Сад переходил в парк, яблони сменялись дубами, елями, березами; парк кончался густо заросшим оврагом, на дне которого звенел невидимый ручей.
В барский дом, в «палац», хоть там никто и не жил, Гришу не пускали.
И он шел – один – в парк, ложился на краю оврага, слушал звон ручья, пересвист иволги, деловитое туканье дятла. Трава в парке, выросшая в тени, без солнца, без вольного ветра, была светлой и мягкой, как шелк.
По всему склону оврага росли ели. И оттого, что нижние и верхние ряды их туго переплетались лапами, сливаясь в одну стену, казалось, что это деревья-великаны: корни их – на дне оврага, а верхушки уходят в самое небо.

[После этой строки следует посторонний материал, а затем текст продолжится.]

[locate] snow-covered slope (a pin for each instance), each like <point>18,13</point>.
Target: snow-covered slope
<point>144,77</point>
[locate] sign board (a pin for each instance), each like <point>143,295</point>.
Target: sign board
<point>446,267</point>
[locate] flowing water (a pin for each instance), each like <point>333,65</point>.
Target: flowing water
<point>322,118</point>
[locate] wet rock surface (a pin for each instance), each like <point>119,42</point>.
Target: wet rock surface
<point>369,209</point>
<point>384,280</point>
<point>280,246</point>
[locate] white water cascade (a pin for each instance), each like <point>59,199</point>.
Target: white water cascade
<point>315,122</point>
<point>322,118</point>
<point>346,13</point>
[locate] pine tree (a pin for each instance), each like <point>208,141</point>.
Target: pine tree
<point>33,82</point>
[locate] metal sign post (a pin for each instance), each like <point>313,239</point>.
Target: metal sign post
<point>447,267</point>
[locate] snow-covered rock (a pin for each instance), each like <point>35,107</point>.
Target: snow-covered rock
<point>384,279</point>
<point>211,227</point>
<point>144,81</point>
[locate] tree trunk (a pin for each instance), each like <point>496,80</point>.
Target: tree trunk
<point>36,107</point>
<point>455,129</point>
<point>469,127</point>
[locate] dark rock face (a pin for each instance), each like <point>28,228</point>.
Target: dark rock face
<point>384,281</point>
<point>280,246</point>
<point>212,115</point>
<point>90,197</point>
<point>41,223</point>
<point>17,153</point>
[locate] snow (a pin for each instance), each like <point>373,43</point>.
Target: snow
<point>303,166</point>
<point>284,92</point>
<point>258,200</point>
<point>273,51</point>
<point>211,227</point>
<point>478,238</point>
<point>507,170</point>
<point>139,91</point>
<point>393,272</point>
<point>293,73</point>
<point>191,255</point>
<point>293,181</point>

Лежать бы да лежать на мягкой траве, бродить бы да бродить по зеленому раздолью!..
Нет, уже через несколько дней Гриша заскучал. Ефимка – ему не компания. Кудрявый, красивый, ясноглазый, он завороженно провожал Гришу глазами, когда тот проходил мимо. Один раз осмелился он потрогать пальцем медную пряжку на Гришином поясе.
Гриша проходил мимо, бросая Ефимке на ходу покровительственное: «Как дела, орел?», – и забывал о нем.
Как-то раз услышал он разговор Ефимки с бабушкой:
– Баба, а я батин кто?
– Ты у бати соколик ясный.
– А у мамани?
– Колокольчик звонкий.
– А у тебе, баба?
– Ах ты, моя ягодка лесная!
– А Гришин?
– Гришин ты орёлик степной.
Ефимка засиял огромными глазами. Гриша удивился, вглядевшись в него: таких пригожих среди Шумовых, должно быть, еще и не было.
Но люди в Гришином возрасте не интересуются малыми ребятами. С Ефимкой ему делать было нечего. И он опять уходил, слонялся по саду без дела, скучал. Дни – ясные, солнечные дни – тянулись без толку, нестерпимо медленно.
Вот почему, услыхав однажды ребячьи голоса где-то на дне оврага, он живо спустился по косогору вниз.
Трое босых деревенских мальчишек – хорошего роста, не малолетки, – переговариваясь, старательно вытаскивали со дна ручья обточенные водой камешки, складывали их горкой. Что-то они надумали: должно быть, запруду решили строить.
– Что вы тут делаете? – крикнул Гриша.
Увидав его, они выронили камешки, опустили руки. Никто из них не ответил на вопрос.
– Не понимаете по-русски, что ли? – И Гриша повторил вопрос по-латышски.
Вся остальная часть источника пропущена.